Pour préserver une probabilité supérieure à cinquante pour cent de rester sous les deux degrés, le budget carbone est de l’ordre de 1 200 gigatonnes, presque cinq fois plus. Cet objectif figure également dans l’accord de Paris, mais en tant qu’objectif impérieux. À ceux qui seraient tentés de se rabattre sur cet objectif, qui nous laisserait de l’ordre entre vingt et trente ans avant que les émissions ne parviennent à zéro, il convient de répondre que les événements catastrophiques de ces dernières années (alors que nous sommes déjà au-dessus de 1,2 degré et que la limite de 1,5 degré a été franchie une première fois au mois de juillet de cette année) montrent que cet objectif de deux degrés ne peut plus raisonnablement être défendu comme représentant un objectif compatible avec une poursuite de la civilisation humaine.
Cette révision drastique du budget carbone, que d’autres scientifiques ont suggéré même s’ils n’étaient pas aussi affirmatifs, est peut-être aussi l’occasion de s’interroger sur la façon cavalière dont les milieux politiques en ont usé et abusé. Développée à partir de 2006 sous la direction de Corinne Le Quéré, à l’Université d’Exeter, devenue par la suite partie intégrante des travaux du GIEC, la notion de budget carbone global – lui-même réparti en budgets carbone nationaux –, aurait en principe dû parler aux décideurs, pour qui l’établissement et l’adoption d’un budget représente en général une part primordiale de leur activité. Mais sans doute les politiques auront-ils cru que cette notion comptable pouvait être appréhendée comme une dette publique supérieure aux attentes, dont on s’accommode en comptant sur de meilleures rentrées fiscales les années suivantes. Bien que le concept de budget carbone soit clairement établi au plan scientifique, sa proximité avec les grandeurs « négociables » maniées habituellement par les politiques aura sans doute contribué à en estomper dans leur esprit le caractère impératif.
Cette dramatique révision du budget carbone est une parfaite illustration de l’adage des climatologues selon lequel « le temps n’est pas notre ami ». S’il arrive que de bonnes nouvelles émergent en matière de percées technologiques susceptibles de faciliter la transition écologique ou de prix des énergies renouvelables, il faut reconnaître que celles qui ont trait aux systèmes géophysiques qui conditionnent la vie des humains sur cette planète sont presque toujours sombres.
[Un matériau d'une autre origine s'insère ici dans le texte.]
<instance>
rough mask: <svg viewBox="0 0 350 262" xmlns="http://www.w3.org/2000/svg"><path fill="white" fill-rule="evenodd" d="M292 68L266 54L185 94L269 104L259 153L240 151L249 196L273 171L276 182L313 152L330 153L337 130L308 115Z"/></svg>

Pour autant, tout indique que, pour notre plus grand malheur, la COP28, qui se déroule à partir de fin novembre dans un sanctuaire des énergies fossiles, traitera ce budget carbone rabougri avec la même désinvolture que celle dont ont fait preuve les conférences internationales sur le climat précédentes face aux accumulations de mauvaises nouvelles.